Peat has been a major ingredient of garden compost for many years; in the UK 66% of the total peat consumed is used by amateur gardeners, most of it in multi-purpose compost and grow bags. But there is now increasing recognition of the importance of peatlands worldwide, and the urgent need to protect them.

What is so special about peat? Peat is made up of decayed matter and vegetation developing slowly under particular wet conditions over thousands of years. It is found in bogs, moors, lowland fens and swamps. Its composition makes it home to a unique ecosystem, creating diverse habitats supporting a huge range of wildlife, including over 5000 species of insect, some of which are endangered. Peatlands play an important part in the fight against climate change by locking up carbon. Because peat holds up to 20 times its own weight in water it also helps reduce flood risk and improves water quality through filtering. 94% of the UK's lowland peat bogs, one of our rarest and most diverse habitats, have already been lost. Our remaining peatlands are largely protected and recognised as sites of international significance. Peat takes so long to grow, at about 1mm per year, it cannot be regarded as a sustainable material.

 

Peat Torfabbau Wikipedia

 Peat extraction in East Frisia, Germany, Photo by Christian Fischer - Own work, CC BY-SA 3.0, https://commons.wikimedia.org/w/index.php?curid=171585

So what can we gardeners use instead? Quality and consistency of peat-free composts has improved significantly in recent years. The National Trust, Royal Horticultural Society and The Eden Project have led the way in switching to using only peat-free products.

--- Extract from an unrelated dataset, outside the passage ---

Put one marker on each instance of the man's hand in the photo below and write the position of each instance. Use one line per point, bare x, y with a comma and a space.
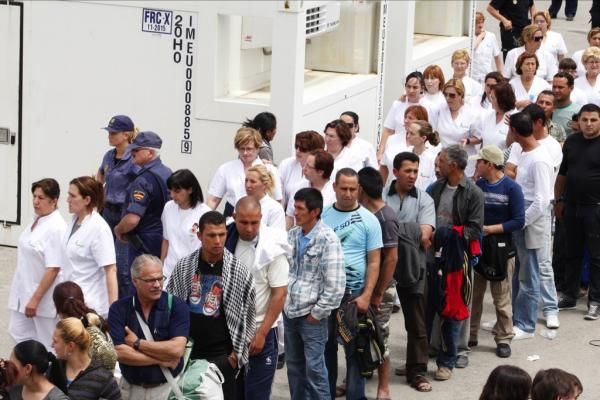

The RHS and other gardening websites all give simple, practical advice about using peat-free alternatives: read the label carefully, and buy the right compost for the right job, i.e. seeds, potting on, vegetables, bedding etc; follow the advice on the bag, particularly in relation to appropriate watering regimes, which may be different from when using a peat-based compost. Much peat-free compost is made with recycled garden waste which might otherwise have been sent to landfill; coir and wood-based materials also provide a good growing medium. "Environmentally friendly" and "organic" do not always mean peat-free. Both the RHS and Which give recommendations as to the best peat-free composts, (some of which have been awarded best-buy status) and make the point that you tend to get what you pay for, and that to buy cheap compost is generally a false economy. Experiment with different kinds to find what suits you, and when buying plants ask the supplier if they use a peat-free medium.

Here is what Monty Don has to say on the subject. "I urge you not to buy peat products for the garden. Look for alternative potting compost. Every time you use a peat-based compost you are participating in the destruction of a non-renewable environment that sustains some of our most beautiful plant and animal life. No garden on earth is worth that".